His last films were the comedy J'ai toujours rêvé d'être un gangster/I always dreamed of being a gangster (Samuel Benchetrit, 2008) with Jean Rochefort, and the Italian production Le ombre rosse/The Red Shadow (Francesco Maselli, 2009). Posthumously he was seen opposite Sharon Stone in the thriller Largo Winch 2/The Burma Conspiracy (Jérôme Salle, 2011).

During his long career, Laurent Terzieff was hailed with many awards (Prix Gérard Philippe, Molière for Best Director and Best Show for Temps contre temps (Time against time) in 1993), and he was also an Officier de l'Ordre du Mérite (Officer of the Order of Merit) and Commandeur des Arts et des Lettres (Commander of Arts and Letters).

Laurent Terzieff died in 2010 in Paris from a lung ailment. He was 75. He was the widower of actress Pascale de Boysson.

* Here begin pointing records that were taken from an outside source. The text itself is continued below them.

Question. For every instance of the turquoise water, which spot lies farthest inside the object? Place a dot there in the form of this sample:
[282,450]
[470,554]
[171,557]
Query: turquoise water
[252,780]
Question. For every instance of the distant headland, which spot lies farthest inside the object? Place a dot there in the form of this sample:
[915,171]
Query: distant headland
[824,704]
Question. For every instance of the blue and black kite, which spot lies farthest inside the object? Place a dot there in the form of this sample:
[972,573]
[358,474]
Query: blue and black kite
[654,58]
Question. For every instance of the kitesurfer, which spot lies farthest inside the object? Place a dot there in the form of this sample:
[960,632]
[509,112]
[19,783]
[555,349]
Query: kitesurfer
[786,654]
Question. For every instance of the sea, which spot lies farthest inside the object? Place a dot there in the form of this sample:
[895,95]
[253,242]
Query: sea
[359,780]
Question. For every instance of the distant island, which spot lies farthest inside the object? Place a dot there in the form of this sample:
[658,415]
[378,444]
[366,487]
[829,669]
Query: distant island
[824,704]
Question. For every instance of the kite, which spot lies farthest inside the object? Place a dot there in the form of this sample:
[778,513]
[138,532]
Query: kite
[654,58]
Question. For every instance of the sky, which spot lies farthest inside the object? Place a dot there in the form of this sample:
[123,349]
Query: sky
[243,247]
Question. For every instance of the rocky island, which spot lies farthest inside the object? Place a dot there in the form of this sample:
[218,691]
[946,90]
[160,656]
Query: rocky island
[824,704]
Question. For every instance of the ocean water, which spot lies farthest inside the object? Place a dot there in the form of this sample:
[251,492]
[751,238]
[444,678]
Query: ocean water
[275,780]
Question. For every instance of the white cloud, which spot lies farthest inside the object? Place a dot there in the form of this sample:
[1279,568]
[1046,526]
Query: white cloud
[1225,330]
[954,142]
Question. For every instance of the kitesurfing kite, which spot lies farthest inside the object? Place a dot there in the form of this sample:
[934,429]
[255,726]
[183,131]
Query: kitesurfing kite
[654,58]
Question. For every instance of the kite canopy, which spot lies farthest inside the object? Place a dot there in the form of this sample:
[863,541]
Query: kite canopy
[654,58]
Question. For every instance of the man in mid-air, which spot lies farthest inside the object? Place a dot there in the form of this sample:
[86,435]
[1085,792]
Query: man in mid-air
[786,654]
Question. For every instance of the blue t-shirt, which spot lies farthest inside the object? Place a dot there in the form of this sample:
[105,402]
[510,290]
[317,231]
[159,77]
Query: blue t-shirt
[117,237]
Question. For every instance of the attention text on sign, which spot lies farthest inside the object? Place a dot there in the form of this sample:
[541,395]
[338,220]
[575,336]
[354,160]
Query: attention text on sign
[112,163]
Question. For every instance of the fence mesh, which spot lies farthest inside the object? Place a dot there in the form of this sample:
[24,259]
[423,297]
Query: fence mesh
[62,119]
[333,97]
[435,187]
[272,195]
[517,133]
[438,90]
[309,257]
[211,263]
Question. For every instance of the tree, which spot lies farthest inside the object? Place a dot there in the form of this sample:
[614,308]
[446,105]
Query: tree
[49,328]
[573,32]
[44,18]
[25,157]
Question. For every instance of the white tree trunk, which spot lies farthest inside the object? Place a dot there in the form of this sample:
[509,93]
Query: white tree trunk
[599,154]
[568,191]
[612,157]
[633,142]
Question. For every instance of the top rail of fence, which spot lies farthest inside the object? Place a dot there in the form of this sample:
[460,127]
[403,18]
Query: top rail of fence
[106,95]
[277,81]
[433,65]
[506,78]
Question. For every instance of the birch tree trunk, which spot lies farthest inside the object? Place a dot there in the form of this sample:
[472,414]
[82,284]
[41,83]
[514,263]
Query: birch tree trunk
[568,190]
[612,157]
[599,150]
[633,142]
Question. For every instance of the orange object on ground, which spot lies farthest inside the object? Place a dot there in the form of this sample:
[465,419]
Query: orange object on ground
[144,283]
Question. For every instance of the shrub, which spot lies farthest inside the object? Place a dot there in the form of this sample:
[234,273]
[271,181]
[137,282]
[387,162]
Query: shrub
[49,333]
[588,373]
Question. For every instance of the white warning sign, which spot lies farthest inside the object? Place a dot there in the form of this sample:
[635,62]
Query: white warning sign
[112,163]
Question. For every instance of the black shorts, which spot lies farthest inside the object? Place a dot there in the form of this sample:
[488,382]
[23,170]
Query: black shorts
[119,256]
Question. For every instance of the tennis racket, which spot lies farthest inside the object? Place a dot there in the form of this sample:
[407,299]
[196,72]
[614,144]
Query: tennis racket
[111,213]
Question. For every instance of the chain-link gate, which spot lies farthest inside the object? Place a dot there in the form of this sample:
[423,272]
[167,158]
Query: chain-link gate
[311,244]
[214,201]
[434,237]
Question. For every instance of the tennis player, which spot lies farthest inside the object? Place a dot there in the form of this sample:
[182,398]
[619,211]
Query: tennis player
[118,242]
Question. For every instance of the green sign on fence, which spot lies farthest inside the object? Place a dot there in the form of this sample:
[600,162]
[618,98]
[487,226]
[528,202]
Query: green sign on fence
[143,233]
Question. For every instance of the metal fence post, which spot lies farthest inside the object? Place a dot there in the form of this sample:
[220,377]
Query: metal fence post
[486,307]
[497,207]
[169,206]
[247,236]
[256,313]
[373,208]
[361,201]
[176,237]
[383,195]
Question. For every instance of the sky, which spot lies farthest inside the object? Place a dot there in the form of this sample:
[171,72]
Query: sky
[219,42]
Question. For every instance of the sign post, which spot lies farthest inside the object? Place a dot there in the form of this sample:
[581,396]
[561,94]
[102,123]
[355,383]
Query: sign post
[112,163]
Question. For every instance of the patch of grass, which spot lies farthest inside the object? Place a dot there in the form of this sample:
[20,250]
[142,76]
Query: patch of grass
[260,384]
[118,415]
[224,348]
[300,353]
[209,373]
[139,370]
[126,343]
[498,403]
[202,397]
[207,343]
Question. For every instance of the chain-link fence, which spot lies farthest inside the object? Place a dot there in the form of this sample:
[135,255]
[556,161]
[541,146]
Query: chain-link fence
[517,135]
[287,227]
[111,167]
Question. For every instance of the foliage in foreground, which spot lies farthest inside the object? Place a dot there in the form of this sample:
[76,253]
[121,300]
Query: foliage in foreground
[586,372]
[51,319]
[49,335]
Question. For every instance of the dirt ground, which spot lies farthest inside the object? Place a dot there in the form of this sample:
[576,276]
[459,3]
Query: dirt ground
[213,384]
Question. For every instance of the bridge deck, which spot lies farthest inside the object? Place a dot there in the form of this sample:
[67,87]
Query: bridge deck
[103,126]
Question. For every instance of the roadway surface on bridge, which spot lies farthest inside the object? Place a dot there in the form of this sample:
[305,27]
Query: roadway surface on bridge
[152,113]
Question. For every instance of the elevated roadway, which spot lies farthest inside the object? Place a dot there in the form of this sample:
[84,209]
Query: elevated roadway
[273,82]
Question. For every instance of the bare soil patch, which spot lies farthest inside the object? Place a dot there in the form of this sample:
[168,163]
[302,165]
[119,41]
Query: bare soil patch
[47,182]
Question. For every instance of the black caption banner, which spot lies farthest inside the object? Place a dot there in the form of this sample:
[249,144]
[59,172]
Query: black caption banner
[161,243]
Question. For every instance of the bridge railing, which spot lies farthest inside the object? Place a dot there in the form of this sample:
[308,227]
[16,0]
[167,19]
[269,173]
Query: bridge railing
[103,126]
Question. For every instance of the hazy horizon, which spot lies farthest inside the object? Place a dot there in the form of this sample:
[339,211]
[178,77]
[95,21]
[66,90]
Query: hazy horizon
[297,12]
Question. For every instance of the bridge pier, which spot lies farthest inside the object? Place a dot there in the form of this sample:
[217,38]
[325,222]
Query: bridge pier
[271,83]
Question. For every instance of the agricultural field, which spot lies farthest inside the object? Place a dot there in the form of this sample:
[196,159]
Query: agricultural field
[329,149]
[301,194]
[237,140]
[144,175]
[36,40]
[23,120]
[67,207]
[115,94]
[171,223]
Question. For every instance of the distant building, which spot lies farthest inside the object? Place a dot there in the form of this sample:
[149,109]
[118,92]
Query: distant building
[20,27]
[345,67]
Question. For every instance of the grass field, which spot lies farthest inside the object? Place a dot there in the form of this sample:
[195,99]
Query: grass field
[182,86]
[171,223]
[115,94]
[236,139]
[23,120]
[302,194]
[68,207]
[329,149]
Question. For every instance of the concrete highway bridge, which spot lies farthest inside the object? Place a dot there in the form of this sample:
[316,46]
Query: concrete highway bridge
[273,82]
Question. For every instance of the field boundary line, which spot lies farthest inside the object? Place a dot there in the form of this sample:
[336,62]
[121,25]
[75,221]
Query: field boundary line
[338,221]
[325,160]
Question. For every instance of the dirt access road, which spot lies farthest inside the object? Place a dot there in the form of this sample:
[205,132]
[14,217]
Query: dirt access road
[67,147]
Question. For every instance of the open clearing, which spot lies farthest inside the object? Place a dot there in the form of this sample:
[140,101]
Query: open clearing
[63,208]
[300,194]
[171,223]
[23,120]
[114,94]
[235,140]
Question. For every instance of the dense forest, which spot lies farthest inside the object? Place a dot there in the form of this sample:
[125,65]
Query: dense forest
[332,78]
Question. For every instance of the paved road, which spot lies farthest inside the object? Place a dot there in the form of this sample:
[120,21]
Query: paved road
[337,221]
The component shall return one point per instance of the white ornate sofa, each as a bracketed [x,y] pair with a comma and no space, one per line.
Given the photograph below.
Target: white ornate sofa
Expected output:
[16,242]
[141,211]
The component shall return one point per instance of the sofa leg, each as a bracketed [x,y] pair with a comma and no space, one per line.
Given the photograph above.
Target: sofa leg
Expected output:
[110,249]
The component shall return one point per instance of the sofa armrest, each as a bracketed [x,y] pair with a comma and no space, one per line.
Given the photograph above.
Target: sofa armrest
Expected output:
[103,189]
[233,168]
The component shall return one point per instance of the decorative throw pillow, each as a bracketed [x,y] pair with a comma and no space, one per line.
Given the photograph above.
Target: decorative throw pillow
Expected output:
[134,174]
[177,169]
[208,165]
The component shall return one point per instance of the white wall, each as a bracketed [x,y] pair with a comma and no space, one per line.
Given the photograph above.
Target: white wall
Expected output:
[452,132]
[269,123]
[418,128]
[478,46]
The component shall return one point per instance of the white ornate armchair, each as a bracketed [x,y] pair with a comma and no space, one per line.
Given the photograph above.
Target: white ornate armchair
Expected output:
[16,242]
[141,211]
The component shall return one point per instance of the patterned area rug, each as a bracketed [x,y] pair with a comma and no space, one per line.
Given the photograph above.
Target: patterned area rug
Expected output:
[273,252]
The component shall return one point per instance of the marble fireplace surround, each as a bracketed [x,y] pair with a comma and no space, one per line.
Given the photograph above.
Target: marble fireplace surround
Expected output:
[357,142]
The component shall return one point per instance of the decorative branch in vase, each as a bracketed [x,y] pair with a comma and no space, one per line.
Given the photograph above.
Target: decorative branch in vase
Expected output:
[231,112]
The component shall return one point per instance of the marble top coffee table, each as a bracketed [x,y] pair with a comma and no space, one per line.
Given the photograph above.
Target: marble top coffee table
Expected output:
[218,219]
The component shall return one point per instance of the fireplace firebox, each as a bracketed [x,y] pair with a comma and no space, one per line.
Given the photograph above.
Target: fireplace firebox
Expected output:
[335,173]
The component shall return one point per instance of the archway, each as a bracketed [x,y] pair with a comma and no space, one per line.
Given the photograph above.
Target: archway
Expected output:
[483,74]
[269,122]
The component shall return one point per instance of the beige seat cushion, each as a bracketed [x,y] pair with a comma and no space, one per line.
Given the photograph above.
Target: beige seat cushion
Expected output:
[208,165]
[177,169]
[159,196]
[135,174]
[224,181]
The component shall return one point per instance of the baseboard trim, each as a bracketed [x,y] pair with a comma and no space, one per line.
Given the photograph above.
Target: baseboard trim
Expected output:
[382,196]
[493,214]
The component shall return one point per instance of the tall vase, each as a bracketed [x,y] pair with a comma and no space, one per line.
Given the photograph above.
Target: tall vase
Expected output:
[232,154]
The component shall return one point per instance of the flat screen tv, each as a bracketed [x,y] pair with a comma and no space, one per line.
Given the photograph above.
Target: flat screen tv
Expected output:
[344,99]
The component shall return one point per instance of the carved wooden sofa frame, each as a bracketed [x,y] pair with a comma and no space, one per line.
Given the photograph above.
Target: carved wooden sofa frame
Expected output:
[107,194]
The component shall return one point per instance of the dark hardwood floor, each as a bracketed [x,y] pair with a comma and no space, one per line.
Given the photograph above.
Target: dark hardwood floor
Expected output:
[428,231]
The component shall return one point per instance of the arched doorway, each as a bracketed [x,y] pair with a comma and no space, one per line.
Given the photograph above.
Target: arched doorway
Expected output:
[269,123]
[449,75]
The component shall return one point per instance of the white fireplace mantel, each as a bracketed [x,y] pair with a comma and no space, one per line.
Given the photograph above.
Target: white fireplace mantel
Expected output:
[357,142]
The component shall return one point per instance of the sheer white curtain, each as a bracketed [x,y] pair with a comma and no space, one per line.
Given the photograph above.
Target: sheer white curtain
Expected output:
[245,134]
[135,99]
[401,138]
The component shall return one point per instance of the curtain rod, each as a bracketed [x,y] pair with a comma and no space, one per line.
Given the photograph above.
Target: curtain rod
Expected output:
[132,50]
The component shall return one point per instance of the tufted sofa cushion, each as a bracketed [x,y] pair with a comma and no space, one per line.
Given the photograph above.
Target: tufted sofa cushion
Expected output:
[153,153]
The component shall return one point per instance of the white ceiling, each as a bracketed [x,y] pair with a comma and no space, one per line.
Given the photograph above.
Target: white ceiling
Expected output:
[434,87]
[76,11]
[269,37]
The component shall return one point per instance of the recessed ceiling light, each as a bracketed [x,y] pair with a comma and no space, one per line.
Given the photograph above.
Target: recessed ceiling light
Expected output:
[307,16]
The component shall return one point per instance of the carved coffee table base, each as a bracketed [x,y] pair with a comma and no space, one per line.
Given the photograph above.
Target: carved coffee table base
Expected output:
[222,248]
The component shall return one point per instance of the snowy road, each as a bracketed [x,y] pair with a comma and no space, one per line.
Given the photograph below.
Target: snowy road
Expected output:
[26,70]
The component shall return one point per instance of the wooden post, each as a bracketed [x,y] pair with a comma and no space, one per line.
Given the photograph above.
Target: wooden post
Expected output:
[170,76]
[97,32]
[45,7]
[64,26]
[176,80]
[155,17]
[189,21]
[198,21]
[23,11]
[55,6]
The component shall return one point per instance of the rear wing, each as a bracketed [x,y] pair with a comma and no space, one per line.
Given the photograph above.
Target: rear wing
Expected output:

Laurent Terzieff in Nicomède (1964)
French postcard by Images d'Avignon, Avignon. Photo: Altzinger. Laurent Terzieff in the play 'Nicomède' (1964) by Pierre Corneille at the XVIIIe Festival d'Avignon (1964).

Laurent Terzieff
East-German postcard by VEB Progress Film-Vertrieb, Berlin, nr. 2992, 1967. Photo: Progress.

Laurent Terzieff
French photo.

Sources: Hans Beerekamp (Het Schimmenrijk) (Dutch), Hal Erickson (AllMovie), Evene.fr (French), Ciné-Ressources (Cinémathèque française) (French), Wikipedia (French and English), and .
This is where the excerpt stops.